Nonvested at December 31, 2016

 

 

3,043,164

 

 

 

24.57

 

Granted

 

 

495,600

 

 

 

24.69

 

Vested/Released

 

 

(1,157,207

)

 

 

20.73

 

Cancelled

 

 

(78,000

)

 

 

32.62

 

Nonvested at December 31, 2017

 

 

2,303,557

 

 

 

26.25

 

 

As of December 31, 2017, a total of 9,888,500 shares remain available for grant as equity awards under the 2017 Plan.
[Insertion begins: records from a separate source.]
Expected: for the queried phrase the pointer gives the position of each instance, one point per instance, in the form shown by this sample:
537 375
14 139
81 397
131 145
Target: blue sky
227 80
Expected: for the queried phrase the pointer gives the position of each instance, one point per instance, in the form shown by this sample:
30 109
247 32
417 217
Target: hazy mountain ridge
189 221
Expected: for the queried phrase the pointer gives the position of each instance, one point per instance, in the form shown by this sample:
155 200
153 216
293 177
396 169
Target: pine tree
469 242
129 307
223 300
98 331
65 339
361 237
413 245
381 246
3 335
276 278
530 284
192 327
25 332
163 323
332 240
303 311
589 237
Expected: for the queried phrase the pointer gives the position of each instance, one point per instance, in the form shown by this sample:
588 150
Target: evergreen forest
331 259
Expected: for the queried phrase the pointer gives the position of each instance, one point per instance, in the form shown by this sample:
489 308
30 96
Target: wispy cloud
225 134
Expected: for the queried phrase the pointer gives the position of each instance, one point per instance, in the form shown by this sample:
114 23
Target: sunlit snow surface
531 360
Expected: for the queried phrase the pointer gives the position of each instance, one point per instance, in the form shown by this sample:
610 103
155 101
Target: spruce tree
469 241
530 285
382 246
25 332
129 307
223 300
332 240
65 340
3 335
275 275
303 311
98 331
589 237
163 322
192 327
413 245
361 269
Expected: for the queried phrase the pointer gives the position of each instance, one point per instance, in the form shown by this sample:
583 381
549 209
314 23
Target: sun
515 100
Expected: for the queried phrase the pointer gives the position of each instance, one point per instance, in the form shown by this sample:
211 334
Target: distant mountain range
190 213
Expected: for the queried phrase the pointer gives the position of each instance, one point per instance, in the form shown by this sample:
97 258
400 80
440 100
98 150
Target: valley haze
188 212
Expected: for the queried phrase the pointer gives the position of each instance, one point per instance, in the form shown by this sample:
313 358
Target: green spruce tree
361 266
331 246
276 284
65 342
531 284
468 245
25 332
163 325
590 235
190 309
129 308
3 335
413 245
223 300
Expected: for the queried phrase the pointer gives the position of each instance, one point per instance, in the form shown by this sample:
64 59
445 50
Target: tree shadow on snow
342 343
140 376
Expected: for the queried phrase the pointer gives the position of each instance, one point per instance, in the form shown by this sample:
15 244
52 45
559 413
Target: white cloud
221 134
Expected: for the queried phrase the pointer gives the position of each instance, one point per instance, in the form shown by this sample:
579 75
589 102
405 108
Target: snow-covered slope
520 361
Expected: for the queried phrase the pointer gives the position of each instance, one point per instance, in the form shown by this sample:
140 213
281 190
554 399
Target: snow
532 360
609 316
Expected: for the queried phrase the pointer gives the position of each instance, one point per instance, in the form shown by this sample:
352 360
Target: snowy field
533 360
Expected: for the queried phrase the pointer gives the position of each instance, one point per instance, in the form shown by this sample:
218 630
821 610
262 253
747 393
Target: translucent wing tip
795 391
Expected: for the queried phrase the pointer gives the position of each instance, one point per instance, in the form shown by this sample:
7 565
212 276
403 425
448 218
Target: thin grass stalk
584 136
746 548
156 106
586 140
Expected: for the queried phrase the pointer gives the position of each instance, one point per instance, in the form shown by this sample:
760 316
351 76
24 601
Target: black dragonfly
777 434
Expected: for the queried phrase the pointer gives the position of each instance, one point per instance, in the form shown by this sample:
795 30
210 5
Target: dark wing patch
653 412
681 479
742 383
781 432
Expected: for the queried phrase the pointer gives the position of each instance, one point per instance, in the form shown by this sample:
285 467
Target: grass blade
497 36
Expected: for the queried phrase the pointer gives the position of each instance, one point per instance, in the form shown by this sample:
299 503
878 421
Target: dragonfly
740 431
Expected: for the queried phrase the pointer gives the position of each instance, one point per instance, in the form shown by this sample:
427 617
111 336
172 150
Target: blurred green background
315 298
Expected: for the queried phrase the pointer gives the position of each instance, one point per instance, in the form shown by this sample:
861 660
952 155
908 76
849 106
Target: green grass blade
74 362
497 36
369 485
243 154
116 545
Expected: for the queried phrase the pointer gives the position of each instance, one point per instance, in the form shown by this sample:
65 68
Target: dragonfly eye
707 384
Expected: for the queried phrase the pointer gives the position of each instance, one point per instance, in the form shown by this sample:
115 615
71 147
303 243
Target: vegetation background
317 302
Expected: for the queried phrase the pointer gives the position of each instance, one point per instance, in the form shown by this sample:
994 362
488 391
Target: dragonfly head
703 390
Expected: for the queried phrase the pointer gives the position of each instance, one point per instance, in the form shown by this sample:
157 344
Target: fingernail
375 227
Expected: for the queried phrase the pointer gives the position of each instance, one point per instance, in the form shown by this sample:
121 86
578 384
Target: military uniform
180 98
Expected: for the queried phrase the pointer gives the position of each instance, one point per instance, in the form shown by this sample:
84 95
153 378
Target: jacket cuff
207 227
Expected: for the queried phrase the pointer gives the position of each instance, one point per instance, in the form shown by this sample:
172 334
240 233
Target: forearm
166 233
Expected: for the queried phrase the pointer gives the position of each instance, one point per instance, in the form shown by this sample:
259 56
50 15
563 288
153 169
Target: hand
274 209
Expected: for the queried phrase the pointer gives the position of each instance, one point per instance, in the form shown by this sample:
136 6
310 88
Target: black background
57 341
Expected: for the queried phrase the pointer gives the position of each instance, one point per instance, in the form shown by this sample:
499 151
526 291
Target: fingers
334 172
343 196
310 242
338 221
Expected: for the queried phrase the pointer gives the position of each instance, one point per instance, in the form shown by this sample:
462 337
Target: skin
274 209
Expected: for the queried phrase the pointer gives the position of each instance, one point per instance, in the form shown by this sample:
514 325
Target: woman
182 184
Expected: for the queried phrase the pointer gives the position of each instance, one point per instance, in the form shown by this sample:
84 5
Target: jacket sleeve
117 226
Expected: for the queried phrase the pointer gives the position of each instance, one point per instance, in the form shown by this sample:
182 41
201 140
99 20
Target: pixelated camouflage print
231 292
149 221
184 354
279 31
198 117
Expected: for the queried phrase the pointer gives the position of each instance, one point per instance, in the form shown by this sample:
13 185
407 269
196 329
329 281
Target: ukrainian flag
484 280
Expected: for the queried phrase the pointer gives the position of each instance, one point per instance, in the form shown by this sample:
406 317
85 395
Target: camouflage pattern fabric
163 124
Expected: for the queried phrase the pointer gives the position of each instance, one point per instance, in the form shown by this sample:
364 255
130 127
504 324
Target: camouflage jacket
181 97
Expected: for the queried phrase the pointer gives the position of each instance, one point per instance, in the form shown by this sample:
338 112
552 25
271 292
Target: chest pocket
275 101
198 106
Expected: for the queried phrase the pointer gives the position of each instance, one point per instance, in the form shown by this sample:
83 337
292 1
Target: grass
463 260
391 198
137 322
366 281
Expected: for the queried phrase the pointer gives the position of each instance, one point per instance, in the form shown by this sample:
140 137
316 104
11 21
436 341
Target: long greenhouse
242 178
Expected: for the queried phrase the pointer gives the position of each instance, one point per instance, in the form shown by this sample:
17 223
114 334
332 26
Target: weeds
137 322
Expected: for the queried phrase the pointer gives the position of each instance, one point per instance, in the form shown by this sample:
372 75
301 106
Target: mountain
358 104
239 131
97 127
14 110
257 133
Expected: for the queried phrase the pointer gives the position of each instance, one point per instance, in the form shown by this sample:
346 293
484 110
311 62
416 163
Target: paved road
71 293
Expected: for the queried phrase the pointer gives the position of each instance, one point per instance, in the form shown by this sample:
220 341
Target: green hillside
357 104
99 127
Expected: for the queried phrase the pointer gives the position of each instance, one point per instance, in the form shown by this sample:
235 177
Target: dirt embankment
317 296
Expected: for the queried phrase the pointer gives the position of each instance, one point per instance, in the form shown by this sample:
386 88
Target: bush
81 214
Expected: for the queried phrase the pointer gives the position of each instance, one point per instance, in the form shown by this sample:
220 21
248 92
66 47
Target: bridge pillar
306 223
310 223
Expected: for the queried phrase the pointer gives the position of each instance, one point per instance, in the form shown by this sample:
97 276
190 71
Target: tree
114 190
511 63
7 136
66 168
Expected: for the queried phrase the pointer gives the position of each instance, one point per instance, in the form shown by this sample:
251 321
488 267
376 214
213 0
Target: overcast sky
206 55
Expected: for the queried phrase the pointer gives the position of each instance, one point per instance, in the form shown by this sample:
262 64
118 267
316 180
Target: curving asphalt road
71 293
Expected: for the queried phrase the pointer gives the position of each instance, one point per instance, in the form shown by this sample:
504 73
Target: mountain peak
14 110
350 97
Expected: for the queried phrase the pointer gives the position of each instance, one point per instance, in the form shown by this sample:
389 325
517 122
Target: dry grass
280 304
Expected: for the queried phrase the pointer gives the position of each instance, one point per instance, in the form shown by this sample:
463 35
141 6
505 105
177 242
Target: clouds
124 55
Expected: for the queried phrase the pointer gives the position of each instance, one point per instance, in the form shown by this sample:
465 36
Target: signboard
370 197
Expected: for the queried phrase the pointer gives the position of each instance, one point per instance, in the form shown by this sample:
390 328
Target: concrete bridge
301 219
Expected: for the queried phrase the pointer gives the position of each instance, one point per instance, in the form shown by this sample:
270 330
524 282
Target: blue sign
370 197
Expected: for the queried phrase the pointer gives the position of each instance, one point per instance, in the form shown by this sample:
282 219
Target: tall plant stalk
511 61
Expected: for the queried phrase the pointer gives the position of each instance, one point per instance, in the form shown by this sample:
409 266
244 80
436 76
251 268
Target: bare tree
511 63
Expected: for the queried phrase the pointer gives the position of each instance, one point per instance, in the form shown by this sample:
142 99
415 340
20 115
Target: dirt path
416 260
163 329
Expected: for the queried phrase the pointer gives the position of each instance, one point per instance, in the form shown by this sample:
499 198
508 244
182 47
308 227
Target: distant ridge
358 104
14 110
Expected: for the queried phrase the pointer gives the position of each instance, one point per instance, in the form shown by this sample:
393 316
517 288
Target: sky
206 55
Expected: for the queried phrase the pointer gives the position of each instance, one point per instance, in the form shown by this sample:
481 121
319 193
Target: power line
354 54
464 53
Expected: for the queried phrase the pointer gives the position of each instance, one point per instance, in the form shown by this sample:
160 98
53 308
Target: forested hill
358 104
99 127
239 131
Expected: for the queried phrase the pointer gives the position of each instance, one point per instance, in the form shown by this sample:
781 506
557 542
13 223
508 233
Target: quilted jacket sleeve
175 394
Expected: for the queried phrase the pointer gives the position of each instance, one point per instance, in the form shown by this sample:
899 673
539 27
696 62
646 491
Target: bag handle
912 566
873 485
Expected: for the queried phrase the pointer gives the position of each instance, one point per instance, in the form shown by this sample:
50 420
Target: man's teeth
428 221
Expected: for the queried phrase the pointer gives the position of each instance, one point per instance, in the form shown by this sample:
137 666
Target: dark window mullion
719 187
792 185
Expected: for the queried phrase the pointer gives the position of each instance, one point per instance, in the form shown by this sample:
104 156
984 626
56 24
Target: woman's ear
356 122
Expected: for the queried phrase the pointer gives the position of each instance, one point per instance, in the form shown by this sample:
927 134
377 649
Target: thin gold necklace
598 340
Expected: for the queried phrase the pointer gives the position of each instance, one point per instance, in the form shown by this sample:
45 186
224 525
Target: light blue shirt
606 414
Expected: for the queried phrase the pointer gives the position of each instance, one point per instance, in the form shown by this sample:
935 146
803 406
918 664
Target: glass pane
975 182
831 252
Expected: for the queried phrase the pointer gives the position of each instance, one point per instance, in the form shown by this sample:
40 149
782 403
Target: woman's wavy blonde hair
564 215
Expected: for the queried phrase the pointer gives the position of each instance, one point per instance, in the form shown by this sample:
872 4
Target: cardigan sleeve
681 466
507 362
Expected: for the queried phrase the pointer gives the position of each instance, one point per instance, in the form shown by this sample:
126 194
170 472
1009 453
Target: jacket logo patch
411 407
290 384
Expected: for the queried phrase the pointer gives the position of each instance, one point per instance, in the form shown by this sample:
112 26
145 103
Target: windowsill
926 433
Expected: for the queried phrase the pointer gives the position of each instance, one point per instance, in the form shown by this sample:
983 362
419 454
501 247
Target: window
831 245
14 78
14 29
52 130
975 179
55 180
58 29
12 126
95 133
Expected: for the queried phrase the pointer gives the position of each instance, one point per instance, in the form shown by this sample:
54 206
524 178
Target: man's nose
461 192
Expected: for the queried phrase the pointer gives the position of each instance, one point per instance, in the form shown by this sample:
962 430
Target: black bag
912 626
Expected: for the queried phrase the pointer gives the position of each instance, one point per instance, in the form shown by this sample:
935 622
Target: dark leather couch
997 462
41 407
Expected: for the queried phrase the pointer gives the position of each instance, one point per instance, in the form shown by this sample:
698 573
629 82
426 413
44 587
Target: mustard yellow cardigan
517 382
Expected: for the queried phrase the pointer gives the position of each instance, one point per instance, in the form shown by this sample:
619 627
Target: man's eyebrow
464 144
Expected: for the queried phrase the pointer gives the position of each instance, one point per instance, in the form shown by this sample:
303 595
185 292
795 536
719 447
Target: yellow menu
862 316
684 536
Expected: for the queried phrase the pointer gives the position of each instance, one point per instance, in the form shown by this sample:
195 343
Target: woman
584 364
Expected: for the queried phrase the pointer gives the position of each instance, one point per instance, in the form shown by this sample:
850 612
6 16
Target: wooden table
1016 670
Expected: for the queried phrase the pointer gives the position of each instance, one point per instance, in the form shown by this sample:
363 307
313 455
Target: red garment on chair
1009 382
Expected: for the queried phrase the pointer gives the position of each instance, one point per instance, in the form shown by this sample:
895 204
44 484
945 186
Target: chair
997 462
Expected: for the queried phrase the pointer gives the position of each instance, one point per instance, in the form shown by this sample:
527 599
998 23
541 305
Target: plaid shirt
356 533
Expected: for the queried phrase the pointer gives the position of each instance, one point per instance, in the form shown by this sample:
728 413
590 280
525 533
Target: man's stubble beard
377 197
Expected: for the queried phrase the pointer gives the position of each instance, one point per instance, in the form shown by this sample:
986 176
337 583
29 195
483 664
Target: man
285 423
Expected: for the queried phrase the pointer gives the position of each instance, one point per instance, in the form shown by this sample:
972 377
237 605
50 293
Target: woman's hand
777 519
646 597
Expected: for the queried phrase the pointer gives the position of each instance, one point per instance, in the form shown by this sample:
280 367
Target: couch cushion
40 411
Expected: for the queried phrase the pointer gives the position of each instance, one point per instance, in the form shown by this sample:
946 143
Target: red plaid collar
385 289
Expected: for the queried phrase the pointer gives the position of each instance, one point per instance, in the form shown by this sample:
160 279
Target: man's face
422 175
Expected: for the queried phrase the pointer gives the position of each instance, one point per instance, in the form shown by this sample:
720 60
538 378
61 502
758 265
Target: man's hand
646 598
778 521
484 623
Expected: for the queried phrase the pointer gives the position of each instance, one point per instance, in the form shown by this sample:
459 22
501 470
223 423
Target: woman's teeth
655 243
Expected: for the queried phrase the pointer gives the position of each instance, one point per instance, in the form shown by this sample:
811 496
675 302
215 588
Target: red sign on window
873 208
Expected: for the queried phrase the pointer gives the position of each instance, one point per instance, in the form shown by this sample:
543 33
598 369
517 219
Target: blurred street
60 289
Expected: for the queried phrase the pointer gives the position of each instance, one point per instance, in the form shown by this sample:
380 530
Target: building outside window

The Company recognized in the consolidated statements of earnings compensation expense of $28.9 million, $23.1 million and $18.3 million for grants under its stock compensation plans for the years ended December 31, 2017, 2016, and 2015. Related excess income tax benefits of $4.7 million, and $8.0 million for grants under its stock compensation plans for the years ended December 31, 2016, and 2015, respectively, were recorded in additional paid-in capital and $2.6 million of excess tax benefits for the year ended December 31, 2017 was recorded in the statement of earnings.  Nonvested shares generally vest over a graded vesting schedule from one to four years from the date of grant. There was $39.6 million of unrecognized compensation cost related to nonvested common shares as of December 31, 2017, which is expected to be recognized over a weighted average period of 2.1 years. The total fair value of shares vested during the year ended December 31, 2017 and 2016 was $24.0 million and $13.7 million, respectively.

In March 2016, the FASB issued ASU No. 2016-09, “Compensation-Stock Compensation (Topic 718): Improvements to Employee Share-Based Payment Accounting” (“ASU 2016-09”). The updated guidance changes how companies account for certain aspects of share-based payment awards to employees, including the accounting for income taxes, forfeitures, and statutory tax withholding requirements, as well as classification in the statement of cash flows. As of January 1, 2017, the calculation of diluted weighted average shares outstanding was changed prospectively to no longer include excess tax benefits as assumed proceeds. This change did not have a material impact on the Company’s calculation of diluted earnings per share. Additionally, this ASU requires the recognition of excess tax benefits and deficiencies as income tax benefits or expenses in the income statement rather than to additional paid-in capital, which has been applied on a prospective basis to settlements of share-based payment awards occurring on or after January 1, 2017. The Company adopted ASU 2016-09 effective January 1, 2017. The Company recorded a $2.6 million excess tax benefit in the consolidated statement of earnings for the year ended December 31, 2017.

 

(b)

Stock Purchase Plan

On April 17, 2017, the Company’s Board of Directors adopted the 2018 Employee Stock Purchase Plan (the “2018 ESPP”), which the Company’s stockholders approved on May 23, 2017. The 2018 ESPP will replace the Company’s current employee stock purchase plan, the Skechers U.S.A., Inc. 2008 Employee Stock Purchase Plan (the “2008 ESPP”), which expired pursuant to its terms on January 1, 2018. The 2018 Employee Stock Purchase Plan provides eligible employees of the Company and its subsidiaries with the opportunity to purchase shares of the Company’s Class A Common Stock at a purchase price equal to 85% of the Class A Common Stock’s fair market value on the first trading day or last trading day of each purchase period, whichever is lower. The 2018 ESPP generally provides for two six-month purchase periods every twelve months: June 1 through November 30 and December 1 through May 31, except that the initial purchase period under the 2018 ESPP will have a duration of five months, commencing on January 1, 2018 and ending on May 31, 2018. Eligible employees participating in the 2018 ESPP for a purchase period will be able to invest up to 15% of their compensation through payroll deductions during each purchase period. A total of 5,000,000 shares of Class A Common Stock will be available for sale under the 2018 ESPP.

During 2017, 2016 and 2015, 240,000 shares, 220,844 shares and 223,892 shares were issued under the 2008 ESPP for which the Company received approximately $5.5 million, $5.1 million and $4.3 million, respectively.